La Croix a interviewé un philosophe protestant, Olivier Abel, sur la situation politique actuelle. Son propos est remarquable, car il n’attaque et ne critique personne, et livre une analyse de ce qui manque au pays, pour retrouver une forme de paix civile.
Il constate que le délitement de notre vie politique vient d’un délitement de notre imaginaire politique et des récits qui sous-tendent le vivre-ensemble. Nous avons asséché ce qui fait le ciment de la société, où l’individualisme, qui se veut émancipateur, a enterré les traditions, leur transmission ainsi que les liens et solidarités. Dans cette affaire, les plus fragiles ont été marginalisés. Les riches et nantis des villes ont cessé d’écouter ces populations, populaires et rurales, économiquement en difficulté, qui demandaient de la solidarité, de la considération, un peu de sécurité « culturelle » et de certitudes sur leur identité de groupe. Faute d’avoir été entendu (notamment par un pouvoir macronien technocratique et au service des nantis), ils ont progressivement décidé de voter pour un RN qui a su parfaitement capter ces messages de détresse, et s’en faire le porteur (sans pour autant y apporter de réelle réponse).

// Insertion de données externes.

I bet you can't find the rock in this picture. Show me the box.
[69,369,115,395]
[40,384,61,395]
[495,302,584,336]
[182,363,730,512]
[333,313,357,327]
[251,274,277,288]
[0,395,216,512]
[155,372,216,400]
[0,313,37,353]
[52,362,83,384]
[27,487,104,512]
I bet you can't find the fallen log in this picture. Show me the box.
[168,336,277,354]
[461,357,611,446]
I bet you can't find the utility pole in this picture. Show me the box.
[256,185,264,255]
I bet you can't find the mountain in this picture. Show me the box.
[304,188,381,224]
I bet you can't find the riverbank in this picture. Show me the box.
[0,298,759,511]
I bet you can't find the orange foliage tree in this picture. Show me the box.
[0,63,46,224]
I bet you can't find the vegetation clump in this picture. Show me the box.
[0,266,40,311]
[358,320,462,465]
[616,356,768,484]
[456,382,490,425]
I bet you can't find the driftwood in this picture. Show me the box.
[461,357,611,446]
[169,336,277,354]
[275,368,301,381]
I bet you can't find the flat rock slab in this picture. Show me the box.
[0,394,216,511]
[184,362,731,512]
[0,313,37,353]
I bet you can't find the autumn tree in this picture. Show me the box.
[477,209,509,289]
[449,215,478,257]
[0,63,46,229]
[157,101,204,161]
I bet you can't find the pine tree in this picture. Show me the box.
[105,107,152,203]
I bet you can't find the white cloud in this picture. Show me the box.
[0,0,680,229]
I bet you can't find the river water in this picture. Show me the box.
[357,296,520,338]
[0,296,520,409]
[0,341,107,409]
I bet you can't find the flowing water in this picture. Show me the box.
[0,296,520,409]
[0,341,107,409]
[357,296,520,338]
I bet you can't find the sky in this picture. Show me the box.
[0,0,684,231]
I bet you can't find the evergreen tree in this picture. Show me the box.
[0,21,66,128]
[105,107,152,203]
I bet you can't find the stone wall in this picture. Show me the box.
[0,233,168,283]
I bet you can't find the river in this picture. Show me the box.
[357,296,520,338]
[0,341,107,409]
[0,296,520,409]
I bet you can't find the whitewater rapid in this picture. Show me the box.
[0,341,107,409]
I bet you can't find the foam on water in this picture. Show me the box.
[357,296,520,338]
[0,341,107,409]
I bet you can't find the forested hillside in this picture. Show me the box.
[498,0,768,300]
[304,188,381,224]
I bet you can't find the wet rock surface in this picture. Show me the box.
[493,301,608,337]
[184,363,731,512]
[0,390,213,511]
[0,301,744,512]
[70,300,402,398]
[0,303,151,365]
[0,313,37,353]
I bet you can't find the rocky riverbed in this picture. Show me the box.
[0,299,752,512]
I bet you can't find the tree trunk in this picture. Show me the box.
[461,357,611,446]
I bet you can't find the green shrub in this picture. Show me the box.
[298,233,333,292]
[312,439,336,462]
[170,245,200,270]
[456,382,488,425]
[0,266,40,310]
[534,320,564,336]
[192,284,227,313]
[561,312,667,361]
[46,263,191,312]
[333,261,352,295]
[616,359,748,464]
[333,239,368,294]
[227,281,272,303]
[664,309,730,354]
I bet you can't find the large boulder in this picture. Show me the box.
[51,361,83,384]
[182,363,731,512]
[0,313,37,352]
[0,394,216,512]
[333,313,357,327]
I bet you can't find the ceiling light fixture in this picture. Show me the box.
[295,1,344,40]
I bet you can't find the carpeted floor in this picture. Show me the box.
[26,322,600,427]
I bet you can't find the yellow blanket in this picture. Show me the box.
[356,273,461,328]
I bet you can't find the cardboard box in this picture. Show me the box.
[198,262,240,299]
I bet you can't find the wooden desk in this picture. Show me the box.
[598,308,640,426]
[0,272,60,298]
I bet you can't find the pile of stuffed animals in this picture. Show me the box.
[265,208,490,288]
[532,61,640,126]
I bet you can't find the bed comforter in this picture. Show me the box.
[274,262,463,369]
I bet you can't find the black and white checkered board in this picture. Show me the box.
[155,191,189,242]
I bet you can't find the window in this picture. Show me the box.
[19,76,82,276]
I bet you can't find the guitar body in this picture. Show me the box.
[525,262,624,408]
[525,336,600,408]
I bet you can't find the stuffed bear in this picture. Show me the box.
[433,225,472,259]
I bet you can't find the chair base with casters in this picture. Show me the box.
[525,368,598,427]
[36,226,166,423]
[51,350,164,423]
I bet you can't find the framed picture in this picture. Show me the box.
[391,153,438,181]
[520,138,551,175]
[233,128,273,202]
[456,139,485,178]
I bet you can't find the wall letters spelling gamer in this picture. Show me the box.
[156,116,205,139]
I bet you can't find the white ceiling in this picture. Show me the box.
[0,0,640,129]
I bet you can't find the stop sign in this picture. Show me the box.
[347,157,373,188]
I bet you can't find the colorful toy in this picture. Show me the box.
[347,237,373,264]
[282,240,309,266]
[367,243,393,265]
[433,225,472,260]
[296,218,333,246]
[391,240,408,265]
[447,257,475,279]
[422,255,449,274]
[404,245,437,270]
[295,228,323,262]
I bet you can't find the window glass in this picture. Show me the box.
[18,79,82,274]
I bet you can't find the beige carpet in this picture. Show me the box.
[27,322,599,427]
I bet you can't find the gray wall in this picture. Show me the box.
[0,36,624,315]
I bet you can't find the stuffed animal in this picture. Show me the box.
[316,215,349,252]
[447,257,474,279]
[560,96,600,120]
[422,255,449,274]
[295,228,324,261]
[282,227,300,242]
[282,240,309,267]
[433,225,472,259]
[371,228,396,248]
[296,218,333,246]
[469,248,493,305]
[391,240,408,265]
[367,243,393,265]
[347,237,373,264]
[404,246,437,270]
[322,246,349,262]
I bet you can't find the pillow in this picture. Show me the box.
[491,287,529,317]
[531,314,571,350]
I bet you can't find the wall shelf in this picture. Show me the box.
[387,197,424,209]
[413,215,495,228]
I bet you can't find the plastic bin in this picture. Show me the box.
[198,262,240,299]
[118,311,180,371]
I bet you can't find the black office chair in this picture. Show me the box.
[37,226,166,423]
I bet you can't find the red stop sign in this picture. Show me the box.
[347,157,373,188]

Sortir la France de la crise politique nécessitera d’écouter ces populations, et de répondre à leurs demandes, même si cela demande des concessions et des sacrifices de la part des populations urbaines, riches et diplômées. Il va falloir qu’elles prennent conscience qu’elles sont dans le même bateau, dans le même pays, que ces populations fragilisées, et qu’un minimum de solidarité est nécessaire.
Pour ressouder les populations, et redonner de la vitalité à la « Res publica », il va falloir recommencer à faire de la politique. Pour Olivier Abel, la politique est une question de désir, d’imaginaire, de récit poétique. Bref, très exactement ce qu’Emmanuel Macron n’a pas fait pendant 7 ans, et que ses prédécesseurs avaient cessé de faire, se reposant paresseusement sur de vieux récits, de plus en plus décalés avec les réalités du monde contemporain.

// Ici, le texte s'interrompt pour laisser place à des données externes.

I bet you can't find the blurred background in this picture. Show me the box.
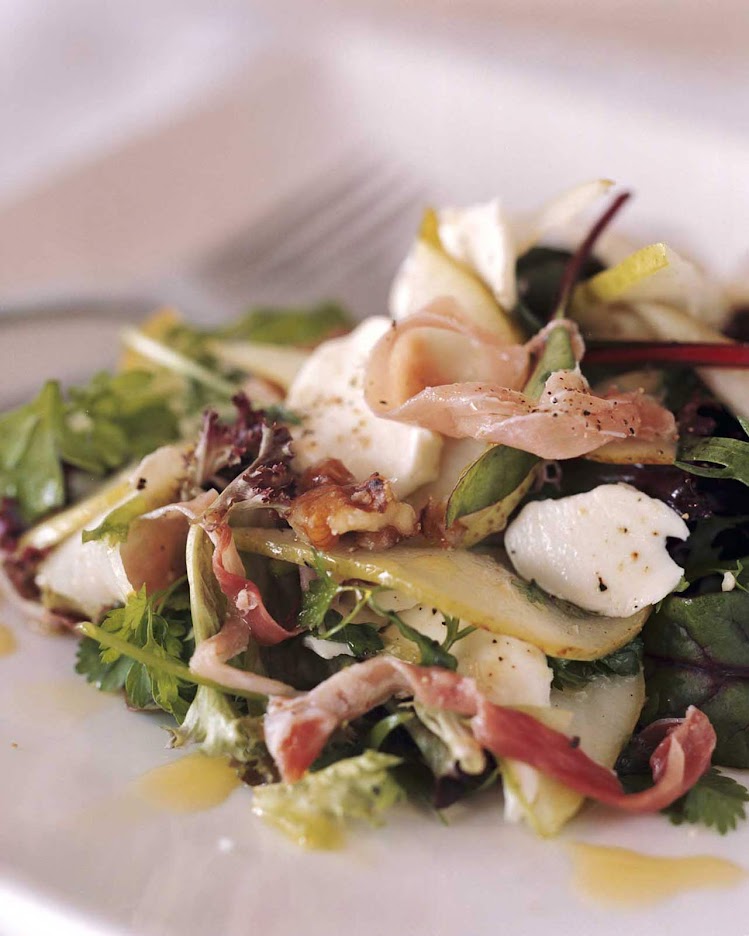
[0,0,749,315]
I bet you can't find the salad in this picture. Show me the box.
[0,181,749,846]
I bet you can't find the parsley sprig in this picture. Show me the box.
[76,579,194,722]
[664,767,749,835]
[298,554,475,670]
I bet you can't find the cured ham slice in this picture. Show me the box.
[366,303,676,459]
[265,656,716,812]
[206,526,298,659]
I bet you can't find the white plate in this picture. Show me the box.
[0,29,749,936]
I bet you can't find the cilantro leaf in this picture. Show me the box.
[664,767,749,835]
[75,637,131,692]
[547,637,643,689]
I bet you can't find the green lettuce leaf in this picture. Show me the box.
[253,751,403,848]
[547,637,643,689]
[0,371,179,523]
[90,586,194,722]
[0,380,65,522]
[676,438,749,487]
[642,589,749,767]
[211,302,353,346]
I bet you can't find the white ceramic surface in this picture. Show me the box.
[0,31,749,936]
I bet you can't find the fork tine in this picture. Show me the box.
[215,160,410,285]
[192,154,388,282]
[258,174,423,289]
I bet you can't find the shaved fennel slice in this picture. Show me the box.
[32,445,199,620]
[513,179,614,256]
[210,340,310,390]
[500,673,645,837]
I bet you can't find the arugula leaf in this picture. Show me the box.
[61,370,179,474]
[0,380,65,522]
[370,601,458,672]
[212,302,352,345]
[253,751,403,848]
[297,555,342,632]
[664,767,749,835]
[90,586,193,722]
[547,637,643,689]
[515,247,605,331]
[0,371,179,523]
[642,589,749,767]
[675,438,749,487]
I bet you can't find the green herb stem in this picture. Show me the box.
[75,621,267,701]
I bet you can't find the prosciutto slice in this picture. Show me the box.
[265,656,716,812]
[366,303,676,459]
[190,614,297,696]
[213,526,299,655]
[190,526,297,696]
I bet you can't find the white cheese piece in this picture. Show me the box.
[438,199,517,310]
[36,532,133,620]
[385,605,552,706]
[286,316,442,498]
[505,484,689,617]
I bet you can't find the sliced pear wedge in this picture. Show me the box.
[500,674,645,837]
[209,341,310,390]
[234,527,650,660]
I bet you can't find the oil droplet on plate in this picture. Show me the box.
[570,842,746,906]
[135,753,241,812]
[0,624,17,656]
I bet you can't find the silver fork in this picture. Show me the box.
[0,151,424,409]
[162,152,424,319]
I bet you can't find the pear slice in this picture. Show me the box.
[209,341,310,391]
[500,673,645,837]
[390,237,523,344]
[19,468,133,550]
[234,527,650,660]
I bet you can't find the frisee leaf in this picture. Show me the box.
[664,767,749,835]
[91,586,192,722]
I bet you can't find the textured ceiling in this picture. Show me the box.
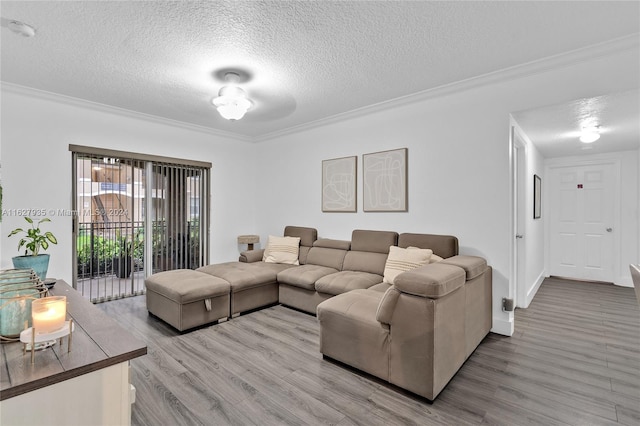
[0,1,640,145]
[512,90,640,158]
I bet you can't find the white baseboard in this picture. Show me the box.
[491,317,515,336]
[525,271,546,308]
[614,274,633,287]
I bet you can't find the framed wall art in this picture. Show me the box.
[322,156,358,213]
[362,148,408,212]
[533,175,542,219]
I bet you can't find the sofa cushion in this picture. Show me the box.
[351,229,398,254]
[262,235,300,265]
[315,271,382,295]
[342,248,388,275]
[442,256,487,281]
[398,233,458,258]
[384,246,433,284]
[283,226,318,247]
[278,264,338,291]
[306,240,348,271]
[145,269,229,305]
[376,287,400,325]
[317,290,391,380]
[367,283,391,293]
[394,262,466,299]
[196,262,294,293]
[313,238,351,250]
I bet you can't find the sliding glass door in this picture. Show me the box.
[70,146,210,303]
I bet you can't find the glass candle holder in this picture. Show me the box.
[31,296,67,334]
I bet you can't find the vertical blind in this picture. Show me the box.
[69,145,211,303]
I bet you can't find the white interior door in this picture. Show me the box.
[545,164,618,282]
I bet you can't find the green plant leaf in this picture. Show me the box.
[44,231,58,244]
[7,228,24,237]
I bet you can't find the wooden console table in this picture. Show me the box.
[0,280,147,425]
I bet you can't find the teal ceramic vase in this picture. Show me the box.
[11,254,49,281]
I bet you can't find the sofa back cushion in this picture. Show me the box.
[262,235,300,265]
[351,229,398,254]
[398,233,458,259]
[342,229,398,275]
[284,226,318,265]
[306,238,351,271]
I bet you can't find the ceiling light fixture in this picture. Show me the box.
[7,21,36,37]
[211,72,253,120]
[580,126,600,143]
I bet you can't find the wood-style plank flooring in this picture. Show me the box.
[97,278,640,426]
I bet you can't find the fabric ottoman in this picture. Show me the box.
[145,269,230,331]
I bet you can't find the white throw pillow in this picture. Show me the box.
[262,235,300,265]
[384,246,433,284]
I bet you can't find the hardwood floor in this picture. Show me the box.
[97,278,640,426]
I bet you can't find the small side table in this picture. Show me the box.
[238,235,260,250]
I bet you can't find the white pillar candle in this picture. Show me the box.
[31,296,67,334]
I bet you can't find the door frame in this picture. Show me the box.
[543,153,622,284]
[511,124,529,308]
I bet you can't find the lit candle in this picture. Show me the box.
[31,296,67,334]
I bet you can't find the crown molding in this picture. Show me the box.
[254,33,640,142]
[0,33,640,142]
[0,81,254,142]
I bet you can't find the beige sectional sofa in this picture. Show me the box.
[147,226,492,400]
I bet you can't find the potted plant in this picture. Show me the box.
[9,217,58,281]
[113,229,142,278]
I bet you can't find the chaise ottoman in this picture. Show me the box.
[145,269,230,331]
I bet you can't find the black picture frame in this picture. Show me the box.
[533,175,542,219]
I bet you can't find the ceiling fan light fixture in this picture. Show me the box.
[580,126,600,143]
[211,73,253,120]
[7,21,36,37]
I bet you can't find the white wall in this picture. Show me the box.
[252,46,638,334]
[511,118,547,308]
[0,87,256,283]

Ces récits et cet imaginaire sont à notre portée, il suffit de se pencher sur notre histoire, nos traditions, les différentes communautés et identités qui ont fait ce qu’est la France. Il faut aussi mener un travail intellectuel sérieux, et de faire en sorte que les gens s’écoutent et se parlent. Notre société étant devenue tellement éclatée, qu’on reste entre soi, entre proches pour lesquels nous éprouvons de l’affection. Les fameuses « bulles de filtre » créées par les réseaux sociaux préexistent, elles sont juste amplifiées par les outils techniques à notre disposition.
Olivier Abel alerte sur des écueils culturels qui peuvent faire obstacle à ce travail. Il dénonce notamment la tradition très française de l’unanimité, où il faut que tous le pays soit conforme à une ligne, sous peine d’être exclu. Un tradition qui se retrouve dans la culture politique, où l’absolutisme de Louis XIV, censé être le lieutenant de Dieu sur terre, a été transposée telle quel, à la Révolution, sur le peuple « souverain » dont le volonté est quasi sacrée et ne doit pas rencontrer d’obstacle et de limitation. De ce fait, nous avons beaucoup de mal à penser et donc à gérer la diversité et le pluralisme.
Il se montre aussi critique de notre conception de l’égalité, où on passe son temps à regarder dans l’assiette du voisin, et à se comparer, afin de couper toutes les têtes qui dépassent. Cela donne cette obsession pour la question de la répartition des richesses, qui se transforme en haine du riche, qui marque profondément la gauche. Je me retrouve pleinement dans cette critique, et comme lui, je pense qu’il y a dans cette conception de l’égalité, un obstacle majeur à la construction d’un « vivre-ensemble » apaisé.
Il appelle enfin à retrouver une « confiance en soi » qui fait grandement défaut à notre société. Nous vivons dans une insécurité culturelle, voire civilisationnelle, qui fait beaucoup de dégâts. Comment expliquer, autrement, qu’en étant plus de 65 millions de personnes, nous ayons peur d’être submergés par quelques centaines de milliers de personnes d’origine étrangères, pour la plupart dépourvues de capital économique ou culturel.
Ce travail de fond est nécessaire, et maintenant que la parenthèse macronienne est en train de se refermer, il sera peut-être possible qu’il soit pris au sérieux par ceux qui vont diriger le pays.